In 2005, a group of researchers led by Michael W. O'Boyle, an American psychologist previously working in Australia and now at Texas Tech University, has used MRI scanning of blood flow during mental operation in computational prodigies.

The Mind Sports Organisation recognizes six grandmasters of mental calculation: Robert Fountain (1999), George Lane (2001), Gert Mittring (2005), Chris Bryant (2017), Wenzel Grüß (2019), and Kaloyan Geshev (2022), and one international master, Andy Robertshaw (2008).

In the USA Network legal drama Suits, the main character, Mike Ross, is asked to multiply considerably large numbers in his head to impress two girls, and subsequently does so.

In Haruki Murakami's novel Hard-Boiled Wonderland and the End of the World, a class of mental calculators known as Calcutecs perform cryptography in a sealed-off portion of their brains, the results of which they are unable to access from their normal waking consciousness.

In the 1990s NBC TV sitcom NewsRadio, reporter/producer Lisa Miller can mentally calculate products, quotients, and square roots effortlessly and almost instantly, on demand.

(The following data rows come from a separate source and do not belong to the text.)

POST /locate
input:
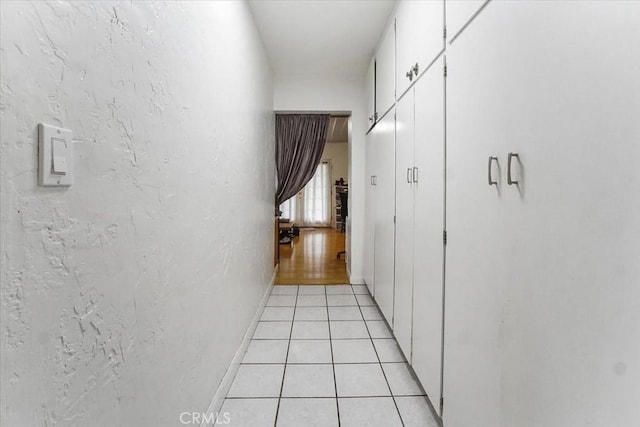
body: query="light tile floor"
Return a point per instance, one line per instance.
(323, 356)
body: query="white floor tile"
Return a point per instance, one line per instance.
(360, 290)
(388, 350)
(284, 290)
(266, 351)
(308, 381)
(281, 301)
(277, 313)
(344, 313)
(310, 351)
(312, 301)
(310, 330)
(371, 313)
(341, 300)
(401, 380)
(359, 380)
(320, 412)
(415, 412)
(247, 413)
(311, 313)
(353, 351)
(370, 411)
(339, 290)
(272, 330)
(348, 329)
(257, 381)
(311, 290)
(364, 300)
(378, 329)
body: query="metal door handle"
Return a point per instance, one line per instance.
(509, 180)
(410, 74)
(491, 181)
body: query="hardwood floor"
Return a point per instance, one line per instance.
(311, 260)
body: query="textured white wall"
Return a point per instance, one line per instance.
(335, 93)
(125, 295)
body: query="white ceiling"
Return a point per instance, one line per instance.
(322, 37)
(338, 129)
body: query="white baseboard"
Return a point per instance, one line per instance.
(356, 280)
(227, 380)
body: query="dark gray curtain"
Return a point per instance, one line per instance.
(300, 139)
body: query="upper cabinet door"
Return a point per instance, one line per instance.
(370, 93)
(419, 39)
(404, 46)
(385, 72)
(459, 13)
(428, 32)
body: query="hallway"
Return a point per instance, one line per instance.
(323, 356)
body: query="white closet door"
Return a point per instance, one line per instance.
(369, 244)
(428, 31)
(569, 93)
(428, 254)
(385, 72)
(404, 223)
(385, 210)
(475, 257)
(405, 41)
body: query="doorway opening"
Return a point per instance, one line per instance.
(313, 235)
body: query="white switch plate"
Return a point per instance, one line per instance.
(50, 138)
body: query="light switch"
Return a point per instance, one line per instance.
(55, 152)
(59, 157)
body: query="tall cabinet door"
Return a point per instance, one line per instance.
(404, 222)
(428, 245)
(385, 71)
(369, 213)
(475, 258)
(384, 139)
(571, 341)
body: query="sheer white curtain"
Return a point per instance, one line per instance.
(312, 206)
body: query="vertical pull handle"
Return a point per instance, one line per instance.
(409, 74)
(509, 180)
(491, 181)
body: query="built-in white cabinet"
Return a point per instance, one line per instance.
(405, 194)
(369, 213)
(420, 176)
(385, 72)
(383, 139)
(429, 223)
(370, 93)
(419, 39)
(542, 298)
(459, 15)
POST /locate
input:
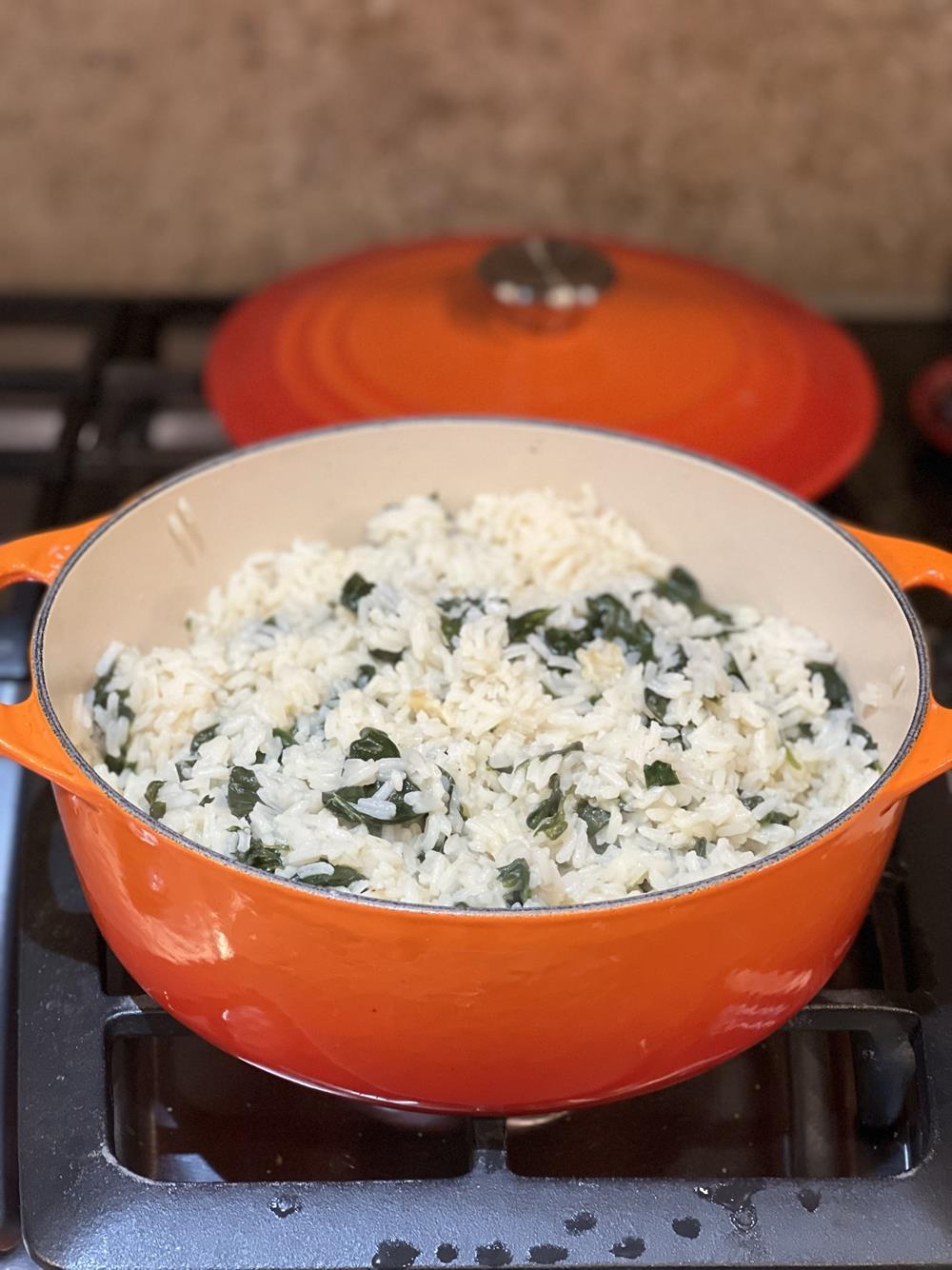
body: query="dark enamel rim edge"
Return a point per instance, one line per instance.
(567, 911)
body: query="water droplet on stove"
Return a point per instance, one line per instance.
(688, 1227)
(547, 1254)
(494, 1255)
(394, 1255)
(809, 1198)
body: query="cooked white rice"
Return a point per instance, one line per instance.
(628, 738)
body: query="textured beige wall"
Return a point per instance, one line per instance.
(211, 144)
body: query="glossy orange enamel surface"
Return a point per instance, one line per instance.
(493, 1011)
(676, 348)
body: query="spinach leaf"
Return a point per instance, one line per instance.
(156, 806)
(657, 705)
(611, 619)
(259, 856)
(548, 817)
(526, 624)
(596, 820)
(354, 589)
(682, 588)
(681, 660)
(202, 737)
(661, 774)
(243, 791)
(577, 747)
(384, 654)
(833, 684)
(341, 875)
(733, 668)
(516, 882)
(365, 673)
(372, 744)
(565, 643)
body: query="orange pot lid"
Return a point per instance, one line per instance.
(601, 333)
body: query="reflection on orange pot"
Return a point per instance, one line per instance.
(468, 1011)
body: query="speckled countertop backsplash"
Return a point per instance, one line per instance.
(206, 147)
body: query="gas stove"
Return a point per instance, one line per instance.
(128, 1141)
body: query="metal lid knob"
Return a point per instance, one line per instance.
(545, 282)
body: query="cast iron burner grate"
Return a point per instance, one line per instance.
(829, 1144)
(140, 1145)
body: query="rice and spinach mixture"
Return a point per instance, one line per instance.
(518, 704)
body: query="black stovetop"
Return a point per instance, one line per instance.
(143, 1145)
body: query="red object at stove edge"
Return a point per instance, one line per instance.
(646, 342)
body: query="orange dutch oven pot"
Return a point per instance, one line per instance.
(474, 1011)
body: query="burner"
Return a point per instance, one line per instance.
(828, 1140)
(141, 1145)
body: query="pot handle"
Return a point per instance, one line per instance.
(917, 564)
(26, 736)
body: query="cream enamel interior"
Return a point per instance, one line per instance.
(743, 540)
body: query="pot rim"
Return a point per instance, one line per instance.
(684, 892)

In the 1997 Sci-Fi thriller Cube, one of the prisoners, Kazan, appears to be mentally disabled, but is revealed later in the film to be an autistic savant who is able to calculate prime factors in his head.

In 1998 Darren Aronofsky's film Pi, Maximillian Cohen is asked a few times by a young child with a calculator to do large multiplications and divisions in his head, which he promptly does, correctly.

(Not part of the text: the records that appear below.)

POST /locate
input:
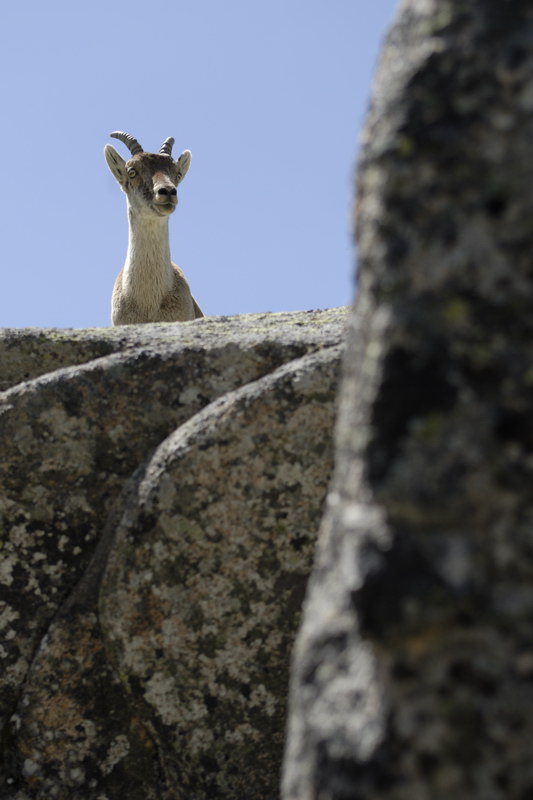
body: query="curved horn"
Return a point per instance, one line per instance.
(166, 147)
(132, 144)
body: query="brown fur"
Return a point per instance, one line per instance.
(150, 288)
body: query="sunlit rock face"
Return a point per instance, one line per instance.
(412, 677)
(161, 488)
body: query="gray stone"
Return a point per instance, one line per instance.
(73, 726)
(412, 678)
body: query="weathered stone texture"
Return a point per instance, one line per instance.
(75, 722)
(413, 671)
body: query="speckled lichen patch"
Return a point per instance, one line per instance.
(70, 440)
(413, 675)
(202, 594)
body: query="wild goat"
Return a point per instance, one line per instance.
(149, 287)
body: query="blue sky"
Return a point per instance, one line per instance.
(269, 97)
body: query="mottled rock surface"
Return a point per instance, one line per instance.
(413, 675)
(81, 446)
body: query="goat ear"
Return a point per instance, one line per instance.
(116, 164)
(183, 163)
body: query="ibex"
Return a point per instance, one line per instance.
(149, 288)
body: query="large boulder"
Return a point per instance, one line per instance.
(80, 447)
(412, 678)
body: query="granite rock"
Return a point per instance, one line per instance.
(412, 676)
(71, 441)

In the 2007 sitcom The Big Bang Theory, the main character, Sheldon Cooper, calculates numbers and solutions in his head for his theoretical physics research.

In the 2008 show Breaking Bad, the main character, Walter White, is shown to calculate most of the numbers to his deals, such as profit and production costs, purely within his head.

Leonhard Euler was a prominent mental calculator.